The given first-order ordinary differential equation is:

$\frac{dy}{dx} + y = x^2$

This is a linear first-order differential equation, which can be solved using an integrating factor. The general form of a first-order linear ODE is:

$\frac{dy}{dx} + P(x)y = Q(x)$

In this case, $P(x) = 1$ and $Q(x) = x^2$.

Step 1: Find the integrating factor

The integrating factor $\mu(x)$ is given by:

$\mu(x) = e^{\int P(x) \, dx} = e^{\int 1 \, dx} = e^x$

Step 2: Multiply the entire equation by the integrating factor

We multiply both sides of the differential equation by $e^x$:

$e^x \frac{dy}{dx} + e^x y = e^x x^2$

This simplifies to:

$\frac{d}{dx} \left( e^x y \right) = e^x x^2$

Step 3: Integrate both sides

Now, we integrate both sides with respect to $x$:

$e^x y = \int e^x x^2 \, dx$

To integrate $e^x x^2$, we use integration by parts.

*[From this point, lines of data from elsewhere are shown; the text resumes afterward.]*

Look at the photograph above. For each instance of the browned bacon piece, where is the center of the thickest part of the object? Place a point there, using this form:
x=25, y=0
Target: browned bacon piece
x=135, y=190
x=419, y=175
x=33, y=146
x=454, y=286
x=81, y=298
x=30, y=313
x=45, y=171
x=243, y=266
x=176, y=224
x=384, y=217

Let’s break it down:

• First, set $u = x^2$, so $du = 2x \, dx$.
• Let $dv = e^x \, dx$, so $v = e^x$.

Applying integration by parts:

$\int x^2 e^x \, dx = x^2 e^x - \int 2x e^x \, dx$

Now, apply integration by parts again to the remaining integral $\int 2x e^x \, dx$. Let:

• $u = x$, so $du = dx$,
• $dv = e^x \, dx$, so $v = e^x$.

This gives:

$\int 2x e^x \, dx = 2(x e^x - \int e^x \, dx) = 2(x e^x - e^x)$

Thus,

$\int x^2 e^x \, dx = x^2 e^x - 2(x e^x - e^x) = e^x (x^2 - 2x + 2)$

Step 4: Solve for $y$

Now, substitute this back into the original equation:

$e^x y = e^x (x^2 - 2x + 2) + C$

Divide by $e^x$ to isolate $y$:

$y = x^2 - 2x + 2 + C e^{-x}$

General Solution:

The general solution to the differential equation is:

$y = x^2 - 2x + 2 + C e^{-x}$

Would you like any more details or clarification on this solution?

Here are 5 related questions to explore further:

1. How is an integrating factor used in solving linear differential equations?
2. Can the integrating factor method be used for non-linear equations?
3. What are the conditions under which a first-order differential equation has a unique solution?
4. How does integration by parts work, and when is it necessary in solving ODEs?
5. What is the role of the constant $C$ in the general solution of a differential equation?

Tip: Always check whether a differential equation is exact or can be made exact before proceeding with solution techniques. This can simplify the process!